A brand is “a set of expectation and association evoked from a company or product. A brand is how your key constituents- customers, employees, shareholders etc. experience what you do. ” Some brands are of such great importance to people, that we speak of them as a part of one’s life and identity, being used to express one. Some would say that these brands have their own personality, the brand personality, which can be defined as “the set of human characteristics associated with a given brand”.
Thus, it includes such characteristics as gender, age and socioeconomic class, as well as such classic human personality is both distinctive and enduring. Based on the premise that brand can have the personalities in much the same way as humans, brand personality describe brands in terms of human characteristics. Brand personality is seen as valuable factor in increasing brand engagement and brand attachment, in much the same way as people relate and bid to other people.
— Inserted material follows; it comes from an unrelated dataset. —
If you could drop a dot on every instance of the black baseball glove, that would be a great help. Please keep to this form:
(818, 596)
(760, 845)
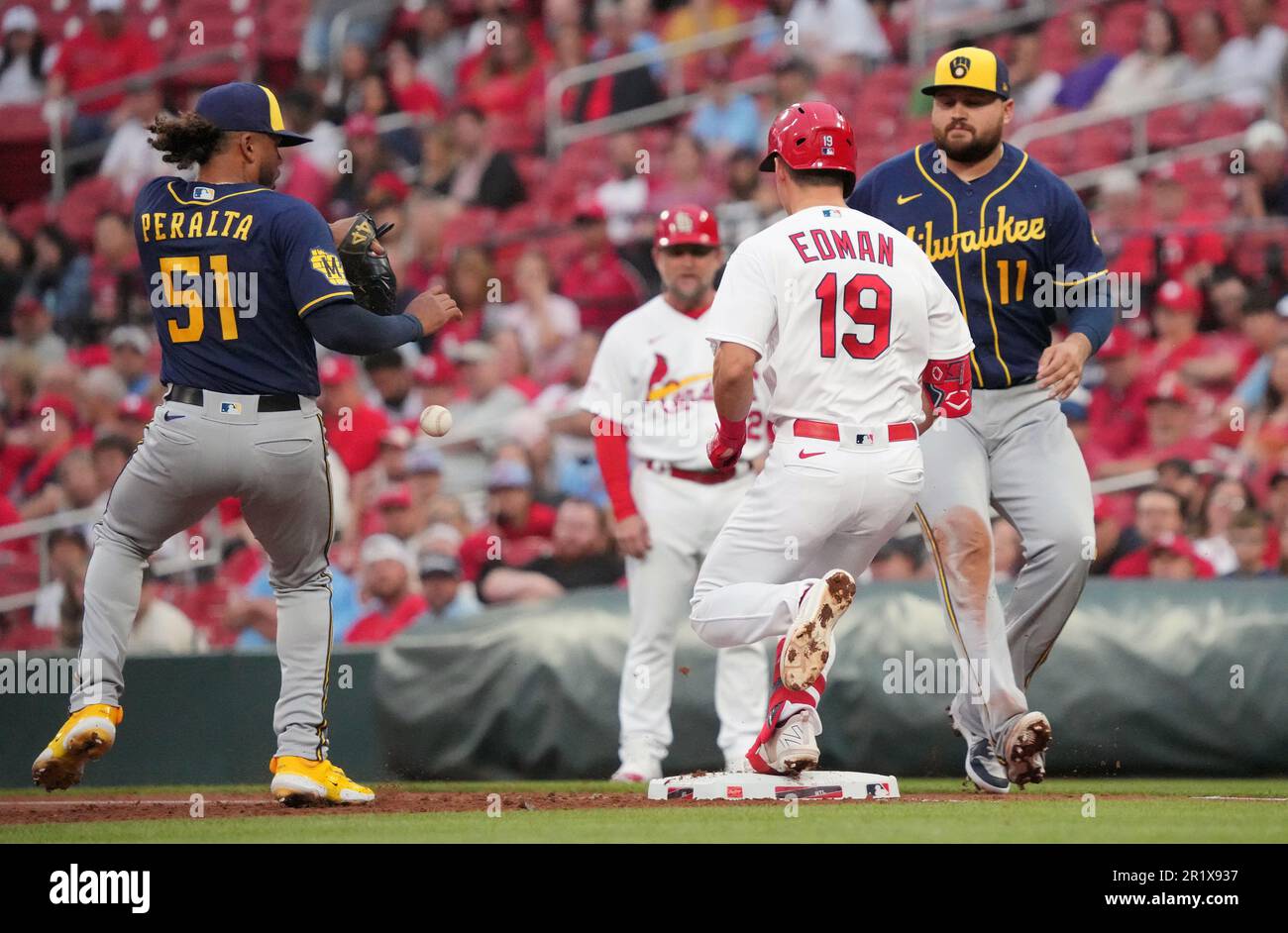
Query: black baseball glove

Much of the work in the area of brand personality is based on translated theories of human personality and using similar measures of personality attributes and factors.
Brand personality refers to the set of human characteristics we associated with the brand. A common way of determining this is to reply on the metaphor: “If the brand was a person, what would he/she be like? ” we then list and group the traits to describe the brand as, for example: caring, approachable and trustworthy. However, there is a lot more we can do. Because many people interact with brands as though they were other people, it is important to understand what a brand personality consists of, and how its characteristics can be used to affect the relationship between the brand and its user.
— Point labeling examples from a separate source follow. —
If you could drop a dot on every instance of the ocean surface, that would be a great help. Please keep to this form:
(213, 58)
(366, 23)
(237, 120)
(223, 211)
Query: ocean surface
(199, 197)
Knowing and understanding the brand personality gives a good insight into this relationship, and into peoples’ attitudes towards the brand, and is also as important guide to communicating the brand. People’s personalities are determined largely through the value and beliefs they have, and other personality characteristics they develop. An example of value or belief is honesty. Many people believe in being honest in everything they do and say. An example of characteristic is confidence. This is not a belief, but more of a behavior.
There are, of course, many value/beliefs and characteristic that a person may have, but there are some that are particularly likeable. It is these likeable values and characteristics that people are inevitably attracted. Examples of these include dependability, trustworthiness, honesty, reliability, friendliness, caring, and fun-loving. There are about two hundred words that describe personality characteristics, and these can be used for putting personality into brands. To illustrate how people think in personality terms when making judgments about brands, here are the results of consumer research into how people feel about tow companies.
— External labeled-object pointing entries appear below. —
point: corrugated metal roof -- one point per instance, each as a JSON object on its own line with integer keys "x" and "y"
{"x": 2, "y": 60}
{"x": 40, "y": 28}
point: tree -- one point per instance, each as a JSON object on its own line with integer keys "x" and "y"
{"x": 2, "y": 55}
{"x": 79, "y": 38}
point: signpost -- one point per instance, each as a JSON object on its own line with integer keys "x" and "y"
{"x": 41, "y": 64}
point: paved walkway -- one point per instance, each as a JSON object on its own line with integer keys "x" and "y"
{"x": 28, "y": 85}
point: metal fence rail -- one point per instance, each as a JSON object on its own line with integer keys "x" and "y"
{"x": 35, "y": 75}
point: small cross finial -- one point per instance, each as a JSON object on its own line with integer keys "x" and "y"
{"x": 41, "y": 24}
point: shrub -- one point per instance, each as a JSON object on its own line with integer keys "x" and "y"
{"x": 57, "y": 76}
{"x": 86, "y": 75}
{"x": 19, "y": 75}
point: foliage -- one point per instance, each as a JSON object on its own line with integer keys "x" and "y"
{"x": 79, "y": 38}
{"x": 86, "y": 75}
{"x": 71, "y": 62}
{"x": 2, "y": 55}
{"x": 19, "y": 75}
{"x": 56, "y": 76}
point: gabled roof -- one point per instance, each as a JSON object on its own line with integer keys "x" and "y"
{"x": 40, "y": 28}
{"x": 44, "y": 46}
These two companies are actually competitors in a service industry. If you were asked of these two companies you would like to be your fiends, you would probably choose company B, as did 95% of other respondents. It is not surprising that the service level of company B can be better experience for customers than that of company A. it is also easy to conclude that if customers consistently experience these differences between the two companies, then the brand image of company B will be much better than company A.
A further point of interest arising out of this research is that people tend to prefer brands that fit their self-concept. Everyone has views about themselves and how they would like to be seen by others. And they tend to like personalities that are similar to theirs, or to those whom they admire. Thus, creating brands with personalities similar to those of a certain group of consumers will be an effective strategy. The closer the brand personality is to the consumer personality (or one which they admire or aspire to), the greater will be the willingness to buy the brand and deeper the brand loyalty.